Friday, September 2, 2016

How Writing My New Book Has Made Me a Better TV Fan

A Stickler for Continuity

I've always hated inconsistent writing on television and I never understood why it happened. I would watch a show, and someone would say something that contradicted an event from an earlier season, and I would get angry. Lamenting that it destroys the world they are trying to build when they let us see behind the curtain like that. Calling it "bad writing". Wondering why they couldn't just stay true to what they had already written.

Star Trek

I discovered Star Trek in my teens. I've seen every episode of the original series as well as The Next Generation. I've seen all the movies multiple times. I remember voicing my opinion about inconsistencies in the Star Trek universe from the beginning.
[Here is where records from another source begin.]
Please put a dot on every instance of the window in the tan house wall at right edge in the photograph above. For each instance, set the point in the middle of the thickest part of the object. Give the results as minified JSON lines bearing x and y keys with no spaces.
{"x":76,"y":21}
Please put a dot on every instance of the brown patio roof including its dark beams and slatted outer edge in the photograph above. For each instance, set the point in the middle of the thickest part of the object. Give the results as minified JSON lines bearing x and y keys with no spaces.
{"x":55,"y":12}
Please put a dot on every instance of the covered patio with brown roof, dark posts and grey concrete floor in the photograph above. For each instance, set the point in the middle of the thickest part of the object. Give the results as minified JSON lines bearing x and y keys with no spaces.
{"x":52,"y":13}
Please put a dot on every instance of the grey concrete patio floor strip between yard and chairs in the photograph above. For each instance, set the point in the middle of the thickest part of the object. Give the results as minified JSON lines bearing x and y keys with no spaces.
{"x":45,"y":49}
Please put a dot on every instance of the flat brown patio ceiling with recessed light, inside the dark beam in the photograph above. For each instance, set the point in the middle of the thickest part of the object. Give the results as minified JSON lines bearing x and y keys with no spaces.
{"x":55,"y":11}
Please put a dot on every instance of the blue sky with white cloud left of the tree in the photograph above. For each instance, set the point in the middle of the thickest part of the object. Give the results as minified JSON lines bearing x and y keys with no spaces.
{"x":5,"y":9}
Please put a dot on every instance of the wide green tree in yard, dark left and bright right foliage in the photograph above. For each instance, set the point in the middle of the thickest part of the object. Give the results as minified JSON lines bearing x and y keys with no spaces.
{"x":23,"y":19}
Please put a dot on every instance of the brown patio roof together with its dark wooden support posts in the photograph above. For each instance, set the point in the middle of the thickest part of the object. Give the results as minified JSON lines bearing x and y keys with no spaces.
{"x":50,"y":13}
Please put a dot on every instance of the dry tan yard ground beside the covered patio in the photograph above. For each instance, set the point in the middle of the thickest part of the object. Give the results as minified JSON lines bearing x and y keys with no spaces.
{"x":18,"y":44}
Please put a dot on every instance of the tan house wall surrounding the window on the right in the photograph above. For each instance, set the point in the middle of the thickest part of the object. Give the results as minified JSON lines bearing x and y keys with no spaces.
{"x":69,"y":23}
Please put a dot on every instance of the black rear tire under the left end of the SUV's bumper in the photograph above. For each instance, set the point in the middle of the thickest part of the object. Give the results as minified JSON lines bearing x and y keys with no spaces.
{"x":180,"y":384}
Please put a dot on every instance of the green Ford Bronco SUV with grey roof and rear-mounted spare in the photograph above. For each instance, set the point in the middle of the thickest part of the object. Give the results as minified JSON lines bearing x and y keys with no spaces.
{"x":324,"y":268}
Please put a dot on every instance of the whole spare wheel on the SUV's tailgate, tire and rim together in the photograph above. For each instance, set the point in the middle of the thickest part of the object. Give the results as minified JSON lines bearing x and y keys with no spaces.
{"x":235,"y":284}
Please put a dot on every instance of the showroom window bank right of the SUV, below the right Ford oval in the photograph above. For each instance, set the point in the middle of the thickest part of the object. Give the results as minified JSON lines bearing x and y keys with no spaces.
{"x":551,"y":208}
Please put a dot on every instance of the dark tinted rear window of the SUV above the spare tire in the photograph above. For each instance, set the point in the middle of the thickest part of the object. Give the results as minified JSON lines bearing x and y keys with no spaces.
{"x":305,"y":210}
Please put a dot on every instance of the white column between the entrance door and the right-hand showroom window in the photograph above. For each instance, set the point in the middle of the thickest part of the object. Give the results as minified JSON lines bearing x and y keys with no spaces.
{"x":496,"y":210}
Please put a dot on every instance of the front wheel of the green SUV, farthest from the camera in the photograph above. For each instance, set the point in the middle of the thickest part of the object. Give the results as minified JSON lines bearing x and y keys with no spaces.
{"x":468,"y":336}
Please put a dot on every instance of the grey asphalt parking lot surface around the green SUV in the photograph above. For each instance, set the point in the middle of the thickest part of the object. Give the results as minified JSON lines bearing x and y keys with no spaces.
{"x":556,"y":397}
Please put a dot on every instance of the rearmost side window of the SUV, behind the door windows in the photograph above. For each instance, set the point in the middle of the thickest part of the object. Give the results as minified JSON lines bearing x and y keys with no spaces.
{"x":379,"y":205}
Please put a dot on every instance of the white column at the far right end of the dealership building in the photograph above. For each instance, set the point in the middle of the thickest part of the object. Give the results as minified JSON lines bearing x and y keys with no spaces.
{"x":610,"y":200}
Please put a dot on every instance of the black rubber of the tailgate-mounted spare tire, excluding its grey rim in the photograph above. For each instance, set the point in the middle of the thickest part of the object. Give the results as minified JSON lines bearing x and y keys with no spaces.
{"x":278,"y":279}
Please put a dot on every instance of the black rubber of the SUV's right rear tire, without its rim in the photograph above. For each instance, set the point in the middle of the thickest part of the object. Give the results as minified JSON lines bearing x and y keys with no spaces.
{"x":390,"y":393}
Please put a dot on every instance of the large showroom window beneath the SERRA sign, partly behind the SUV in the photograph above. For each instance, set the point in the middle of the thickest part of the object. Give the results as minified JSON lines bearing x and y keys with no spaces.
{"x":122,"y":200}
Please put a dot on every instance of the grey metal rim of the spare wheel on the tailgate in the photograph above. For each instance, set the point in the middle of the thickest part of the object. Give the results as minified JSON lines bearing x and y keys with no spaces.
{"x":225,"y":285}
It has been a while since I last watched all the way through the episodes and movies, so I have forgotten many of them, but I do remember that Data's cat on The Next Generation switches gender at some point.


I also remember that in an early episode of the original series, James T. Kirk is actually James R. Kirk.


These are things that drove me crazy when I noticed them.

Supernatural

I've watched Supernatural more recently than Star Trek and can recall more mistakes in that series. Honestly there are too many to count, but I'll list a few. In Season Two Dean says that he and Sam have never seen the Grand Canyon. Then in Season Eight they sit and reminisce about a big trip they took with their dad when they were kids to--guess where--the Grand Canyon! There's also the strange history of the Rugaru. If you watch the show you may recall that the first time this creature is mentioned is in Season Four. Dean has never heard of it. When he hears the word he states that it sounds "made up". Then in a later season (I don't remember which one) he talks about hunting one with his dad. Um...how did he hunt one with his dad if his dad died before he ever even heard of one?

Supernatural also experienced a major shift in mood in Season Four. One could almost say it changed genres. Everything about the show has been different since that season, including the story arcs. One particular story arc that has always bothered me is the one involving Sam's psychic powers. Do you watch the show now? Can you remember the last time those powers were mentioned? Does something like that just disappear? Okay, maybe it could just disappear, but if that was intentional it seems that the writers would have thought of a way to explain why. And let's talk about those powers for a moment. In the first two seasons Sam has visions. That is the extent of what he can do. It is hinted that if he embraces his destiny he can do much more, but for the time it's just visions. And he can't control them. They come on him unannounced and there's nothing he can do to either trigger or prevent one. Fast forward to Season Four. He still has psychic powers, but he no longer has visions. Why not? The implication in this season is that he finally has accepted what the demon did to him when he was a baby and is using the gifts he was given. So why aren't his visions among those gifts? And why does he now have to drink demon blood to use his powers when before they were just a part of him?

Again, these are things that used to drive me crazy.

What My New Book Has Taught Me

I just wrote the final chapter of my new book yesterday. Now to the editing. And this edit will be intense because I have some major plot holes to go back and patch. Here's what happened. This book has a complex backstory, not just involving what has happened to the main characters in the past but also involving family secrets which go back centuries. There is also some dark magic involved, and writing about magic requires having rules that the magic and all who use it must obey. When I started writing, I didn't exactly have all those details nailed down in my head, so my task now is to go back and find all the places where what I said in an early chapter conflicts with what happens in a later chapter. I can tell you there will be many such places.

This has made me see my favorite television shows in a new light. Primarily, I have realized that it's hard to know exactly where a story is going when you first sit down to write it. There are always going to be things you think of later that you didn't really have in mind when you began. In a book that's okay. You can always go back and change it. That Word document is sitting there begging to be looked at with new eyes, edited, polished, tweaked. But a television show? If you've already filmed the first few seasons and put them out into the world, there's no going back to change it. So when you have a new idea you have a choice. Ditch the idea because it doesn't fit perfectly with what came before, or plow ahead and hope nobody notices because it's such a darn good idea. And then of course there are the times when you don't perfectly recall what came before, and if you're writing on a deadline you don't have time to go back and review everything that's already been done.

So my point is that I understand now. I get it. I still may not like it. I still may complain. But I know how it happens. I've been there. I've done that. I'm trying my darnedest to correct it, but I know that, with television, those corrections are pretty near impossible to make. So I would like to apologize to all the writers of my favorite shows who I have criticized a little too harshly over the years and to thank them for the wonderful entertainment they have provided me and the rest of their audience.